The vast majority of new small businesses have zero IT infrastructure and will never need to purchase a server, asserts Narinder Singh, chief marketing officer at Appirio. Is Singh right or is he a cloud evangelist who’s out of touch with the small business IT channel? Here’s the spin from The VAR Guy.

First, a little background. Singh stepped into the spotlight this morning at the Ingram Micro Cloud Summit in Dallas. During his presentation, Singh described how Appirio — a cloud solutions provider — is deploying customer solutions on Google Apps, Salesforce.com and Amazon.com. Even as Appirio pushed beyond the 200-employee mark, the company has not purchased or deployed any on-premises servers within its own business, Singh said.

Hmmm… Is Singh alone? At the same conference, Don Schleicher, VP of service providers at VMware Inc., said he doesn’t see startup companies buying on-premises servers. But in his presentation, Schleicher did mention that SMBs “may or may not have on-premises virtualization.”

Similar Experience

Speaking from personal experience, The VAR Guy works within a company with roughly 15 to 20 peers. There’s no on-premises network. No dedicated server. So our resident blogger believes some start-up businesses will largely avoid the need for on-premises options like Microsoft Small Business Server.

And let’s not forget, Microsoft killed its mid-market Windows server platform in March 2010, and the company also killed the Response Point small business phone system in 2009.

Our resident blogger also is hearing more from MSPs that leverage virtual, shared office space — essentially a business time share wherein executives can leverage corporate meeting rooms, phone systems and executive assistants who make a small company look big. In the virtual office setting, the lease holder provides the network to MSPs, VARs and small business owners who come and go based on their own meeting schedules.

Big Disconnect?

Still, it’s unfair to say that servers and networks won’t find an on-premises home in start-up companies and small businesses.

Indeed, there are plenty of examples of VARs that continue to sell products and infrastructure into small business settings.
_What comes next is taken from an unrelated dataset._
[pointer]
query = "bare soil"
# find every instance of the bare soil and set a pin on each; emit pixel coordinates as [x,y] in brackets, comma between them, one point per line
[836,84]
HPM Networks, for one, promotes HP solutions into small and midsize businesses. The company expects to generate 2010 revenues of about $200 million, up from $93 million in 2009 — with minimal managed services revenue involved.

Meanwhile, some server makers are adjusting their product lineups to address the managed services market. Lenovo, for one, in early 2010 unveiled its first server designed specifically for MSPs. And HP has developed two platforms — 48Upper and Insight Remote Support — to help VARs and MSPs remotely manage small and midsize business servers.

The Bottom Line

So back to the Appirio thesis, which claims most new small businesses will have zero need for on-premises servers. As The VAR Guy often says: One size rarely fits all. Plenty of small businesses will still buy and deploy on-premises hardware.

But Appirio has a point… There’s certainly a small business niche that will have no servers. In fact, that’s the case within The VAR Guy’s own company.